06-22-2015 10:27 PM
I have a Zip code column, and I need validate using the following:
Zip code: Zip code is considered as invalid if first 5 digits falls between these,
between '00001' and '00099'
between '00200' and '00399'
between '00545' and '00599'
between '09900' and '09999'
between '26900' and '26999'
between '34300' and '34399'
between '34800' and '34899'
between '42800' and '42999'
between '52900' and '52999'
between '56800' and '56999'
between '57800' and '57999'
between '58900' and '58999'
between '65900' and '65999'
between '69400' and '69999'
between '71500' and '71599'
The challenge is long the list of conditions is long like above, how to code this?
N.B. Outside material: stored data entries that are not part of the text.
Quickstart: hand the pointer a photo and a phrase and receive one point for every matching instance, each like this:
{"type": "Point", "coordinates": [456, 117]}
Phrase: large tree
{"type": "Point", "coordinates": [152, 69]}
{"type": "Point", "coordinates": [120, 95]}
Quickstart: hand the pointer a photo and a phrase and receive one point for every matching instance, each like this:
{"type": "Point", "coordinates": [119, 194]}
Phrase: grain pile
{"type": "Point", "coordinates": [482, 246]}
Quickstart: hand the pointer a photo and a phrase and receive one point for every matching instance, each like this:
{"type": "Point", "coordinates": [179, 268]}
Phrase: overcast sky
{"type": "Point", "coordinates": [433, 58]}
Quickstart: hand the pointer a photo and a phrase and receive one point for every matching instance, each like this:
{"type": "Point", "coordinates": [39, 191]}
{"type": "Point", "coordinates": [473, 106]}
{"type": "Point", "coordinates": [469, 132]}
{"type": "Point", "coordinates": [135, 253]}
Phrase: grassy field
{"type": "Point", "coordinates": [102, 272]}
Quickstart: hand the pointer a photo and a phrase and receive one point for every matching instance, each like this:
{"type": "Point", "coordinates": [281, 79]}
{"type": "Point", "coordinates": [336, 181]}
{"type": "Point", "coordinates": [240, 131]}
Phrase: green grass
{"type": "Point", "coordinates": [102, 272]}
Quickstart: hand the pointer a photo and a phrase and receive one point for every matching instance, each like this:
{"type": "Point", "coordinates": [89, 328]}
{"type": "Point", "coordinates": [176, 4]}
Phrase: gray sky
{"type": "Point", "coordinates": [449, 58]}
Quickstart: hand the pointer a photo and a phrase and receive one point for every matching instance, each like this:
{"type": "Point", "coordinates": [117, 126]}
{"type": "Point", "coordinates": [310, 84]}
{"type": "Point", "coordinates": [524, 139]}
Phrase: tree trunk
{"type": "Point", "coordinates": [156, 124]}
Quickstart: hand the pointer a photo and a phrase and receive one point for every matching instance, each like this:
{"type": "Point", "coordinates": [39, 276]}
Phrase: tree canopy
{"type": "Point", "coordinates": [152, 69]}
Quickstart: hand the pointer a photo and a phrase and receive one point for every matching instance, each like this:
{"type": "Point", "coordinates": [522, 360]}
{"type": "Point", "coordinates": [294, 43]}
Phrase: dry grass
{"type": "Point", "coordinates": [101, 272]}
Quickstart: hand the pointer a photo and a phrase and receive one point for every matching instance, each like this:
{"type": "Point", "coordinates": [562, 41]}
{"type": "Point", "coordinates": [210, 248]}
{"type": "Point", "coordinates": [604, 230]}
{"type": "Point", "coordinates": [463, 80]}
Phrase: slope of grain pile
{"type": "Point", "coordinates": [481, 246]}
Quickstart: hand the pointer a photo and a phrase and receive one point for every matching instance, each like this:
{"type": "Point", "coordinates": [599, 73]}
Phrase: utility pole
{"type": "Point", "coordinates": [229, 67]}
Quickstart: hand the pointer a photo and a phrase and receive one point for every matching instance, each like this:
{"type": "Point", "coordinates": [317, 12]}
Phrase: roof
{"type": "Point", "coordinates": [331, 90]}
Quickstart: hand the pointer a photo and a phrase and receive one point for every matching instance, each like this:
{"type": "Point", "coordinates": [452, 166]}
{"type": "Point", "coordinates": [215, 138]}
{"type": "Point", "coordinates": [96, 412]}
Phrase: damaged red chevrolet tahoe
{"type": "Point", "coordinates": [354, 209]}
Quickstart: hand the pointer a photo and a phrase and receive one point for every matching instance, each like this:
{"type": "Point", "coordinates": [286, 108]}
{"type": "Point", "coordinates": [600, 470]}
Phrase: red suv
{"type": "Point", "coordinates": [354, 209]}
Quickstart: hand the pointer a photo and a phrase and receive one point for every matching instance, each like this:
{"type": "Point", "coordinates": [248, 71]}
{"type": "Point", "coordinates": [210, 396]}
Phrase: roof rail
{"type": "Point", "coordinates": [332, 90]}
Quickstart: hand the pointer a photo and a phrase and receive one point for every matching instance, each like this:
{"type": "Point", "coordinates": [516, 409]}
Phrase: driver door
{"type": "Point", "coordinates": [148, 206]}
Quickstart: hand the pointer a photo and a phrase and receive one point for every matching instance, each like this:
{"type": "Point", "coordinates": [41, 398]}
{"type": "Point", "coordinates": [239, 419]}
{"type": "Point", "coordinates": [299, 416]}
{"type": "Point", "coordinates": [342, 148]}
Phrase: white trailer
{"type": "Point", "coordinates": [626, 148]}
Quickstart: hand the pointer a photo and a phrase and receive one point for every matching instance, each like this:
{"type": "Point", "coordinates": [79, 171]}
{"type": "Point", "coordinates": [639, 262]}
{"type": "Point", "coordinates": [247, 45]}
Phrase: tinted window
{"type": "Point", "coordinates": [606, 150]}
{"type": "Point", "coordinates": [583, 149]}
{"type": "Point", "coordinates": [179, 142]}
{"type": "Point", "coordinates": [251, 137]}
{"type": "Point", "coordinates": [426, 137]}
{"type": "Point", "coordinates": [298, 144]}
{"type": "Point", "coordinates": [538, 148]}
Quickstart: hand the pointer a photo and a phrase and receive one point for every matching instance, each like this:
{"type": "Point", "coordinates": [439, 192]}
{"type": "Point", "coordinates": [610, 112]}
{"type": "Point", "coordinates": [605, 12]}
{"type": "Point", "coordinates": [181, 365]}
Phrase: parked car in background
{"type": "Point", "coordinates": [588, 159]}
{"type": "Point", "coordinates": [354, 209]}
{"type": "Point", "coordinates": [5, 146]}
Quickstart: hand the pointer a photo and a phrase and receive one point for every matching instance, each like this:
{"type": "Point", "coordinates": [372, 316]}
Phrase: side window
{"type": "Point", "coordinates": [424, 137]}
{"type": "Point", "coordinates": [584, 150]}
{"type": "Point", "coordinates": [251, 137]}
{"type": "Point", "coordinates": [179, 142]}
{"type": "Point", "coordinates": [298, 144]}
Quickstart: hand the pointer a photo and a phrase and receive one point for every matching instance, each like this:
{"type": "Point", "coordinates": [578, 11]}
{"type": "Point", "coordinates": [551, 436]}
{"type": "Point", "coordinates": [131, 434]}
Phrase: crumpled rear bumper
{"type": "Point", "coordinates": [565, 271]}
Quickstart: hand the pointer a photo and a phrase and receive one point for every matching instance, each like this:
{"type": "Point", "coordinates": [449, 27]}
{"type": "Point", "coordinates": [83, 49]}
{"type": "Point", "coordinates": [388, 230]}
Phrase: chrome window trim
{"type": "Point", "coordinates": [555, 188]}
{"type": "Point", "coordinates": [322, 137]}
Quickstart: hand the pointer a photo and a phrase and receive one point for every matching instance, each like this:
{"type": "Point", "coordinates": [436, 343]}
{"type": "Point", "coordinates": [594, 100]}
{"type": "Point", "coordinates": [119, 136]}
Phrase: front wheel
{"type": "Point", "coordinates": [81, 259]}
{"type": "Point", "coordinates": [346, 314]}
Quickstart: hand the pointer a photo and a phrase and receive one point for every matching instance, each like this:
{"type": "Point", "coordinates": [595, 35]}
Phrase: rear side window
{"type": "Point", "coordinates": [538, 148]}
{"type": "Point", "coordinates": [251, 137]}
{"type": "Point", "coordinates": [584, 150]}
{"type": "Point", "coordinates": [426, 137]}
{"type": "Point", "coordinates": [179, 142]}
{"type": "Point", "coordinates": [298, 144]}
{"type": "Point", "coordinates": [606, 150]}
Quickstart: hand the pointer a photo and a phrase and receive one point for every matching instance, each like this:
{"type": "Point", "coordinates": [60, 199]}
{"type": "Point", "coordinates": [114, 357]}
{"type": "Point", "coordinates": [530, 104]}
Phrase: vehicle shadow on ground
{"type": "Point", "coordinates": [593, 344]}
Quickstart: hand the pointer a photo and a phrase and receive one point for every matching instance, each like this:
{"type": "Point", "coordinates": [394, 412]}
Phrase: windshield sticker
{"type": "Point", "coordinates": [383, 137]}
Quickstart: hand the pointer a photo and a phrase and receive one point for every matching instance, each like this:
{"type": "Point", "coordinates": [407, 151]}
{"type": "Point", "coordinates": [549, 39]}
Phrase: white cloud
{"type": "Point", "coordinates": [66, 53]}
A Proc format would suffice or some other solution?
06-23-2015 12:36 AM
Isn't there a table of ZIP codes in the SASHELP library that you could validate against instead?
Obviously this is only valid if you're in the US
06-23-2015 08:31 AM
You can also use Proc GEOCODE in SAS/GRAPH. It will validate all your ZIP Codes with the data set SASHELP.ZIPCODE.
method = zip /* Geocoding method */
data = work.zipcode /* Input address data */
out = work.geocoded; /* Output data set */
For more info, see: http://support.sas.com/rnd/papers/#2013 and the paper PROC GEOCODE: Finding Locations Outside the U.S.
Note, this will work with any country that you have Postal Codes for. We make available Australia and Great Britain, which are free.
06-23-2015 10:07 AM
Hash Table almost like proc format . assuming they are all numeric value.
Hash Table just hold all these discrete value in a array, and check it when running data step .
I proc format is good enough , if you are not familiar with Hash Table.
06-24-2015 05:46 AM
Does this help?
do zipcode=00001 to 00099;
if '00001' <= zipcode1 <= '00099' then
/*check the last 3 records in the result WANT dataset*/
06-24-2015 06:07 AM
Do you mean the data is stored as character, or actually contains characters which are non-numeric (i.e. not 0-9). If they only contain the characters 0-9 then they can be converted to numeric per my mail. If however they contain non-numeric characters, e.g. a-z (A-Z), then numeric ranges will not work.
However looking at Darrel@sas's response, that would seem to be the most logical way to proceed.
06-23-2015 08:23 AM
I personally would create a dataset with your conditions, though put them in a numeric it will save you space and be quicker:
Now you can generate a datastep from this dataset - the below adds a flag if the value is within these ranges:
set conditions end=last;
if _n_=1 then call execute('data want; set have;');
call execute(' if input(substr(zip_code,1,5),best.) between '||put(from,best.)||' and '||put(to,best.)||' then flag=1;');
if last then call execute('run;');
06-23-2015 09:11 AM
Formats (as well as BETWEEN) can be tricky when dealing with character strings. For example, does "002AB" fall between "00200" and "00399"? Actually, the answer is that it varies depending on whether you are working on an ASCII-based system vs. an EBCDIC-based system.
So ... if you can validate using a pre-built SAS procedure, by all means do it that way!